We each carry instinctual and universal patterns of thought developed through the centuries. These archetypes show up in many different cultures and traditions and each one has a shadow side and a light side. Paintner appreciates the expressive arts and in this paperback, she delineates their capacities to awaken energies, sense the movements of the Spirit in our lives, and provide maps for the inner life.

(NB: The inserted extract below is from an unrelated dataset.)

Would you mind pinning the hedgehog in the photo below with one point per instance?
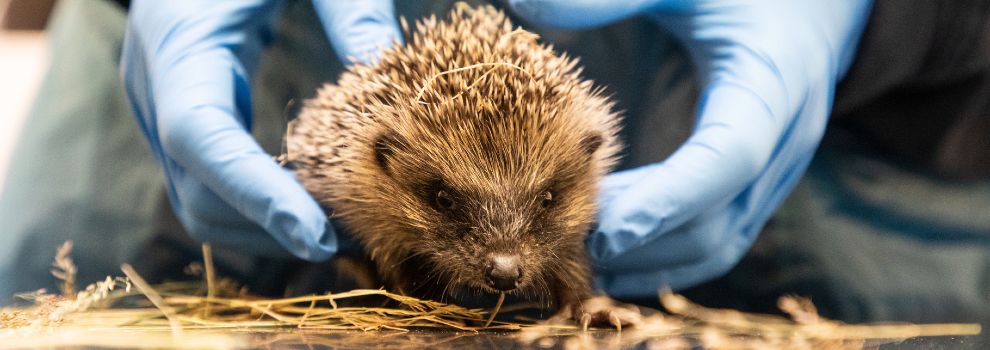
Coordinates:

In order to access this journey, the author has selected twelve monks and mystics who illustrate archetypes:
- Francis of Assisi as The Fool
- King David as The Sovereign
- Mary as The Mother
- Dorothy Day as The Orphan
- Amma Syncletica as The Warrior
- Brigid of Kildare as The Healer
- Brendan the Navigator as The Pilgrim
- Benedict of Nursia as The Sage
- Miriam as The Prophet
- Rainer Maria Rilke as The Artist
- Hildegard of Bingen as The Visionary
- Thomas Merton as The Monk
The chapters on each archetypes follow this pattern: an introduction to the monk or mystic, a description of the archetype, reflections on what we can apply to our own experiences from this archetype, practices to reinforce the learnings, and a closing blessing.
In the chapter on Hildegard of Bingen (1008 - 1179), for example, Paintner probes this saint as a visionary who offers us "fresh images of the divine presence in the world and calls us to see things anew." Hildegard honors intuition and the possibilities that hover on the horizon. We are impressed by the practical resources in this chapter on the practice of yielding, meditation as a means of connecting with your inner visionary, nature mandalas, and understanding the transfiguration story in the Bible.
We are especially touched by the closing blessing in the chapter on Thomas Merton and the Monk archetype:
"May you feel the knot of questions in your mind untangle and slip away. May you discover what silence wants to whisper to you. And as we depart company for now, may you remember this company of kindred souls as a source of solace in the days to come. May you remember the inner community inviting you into the great and cosmic dance."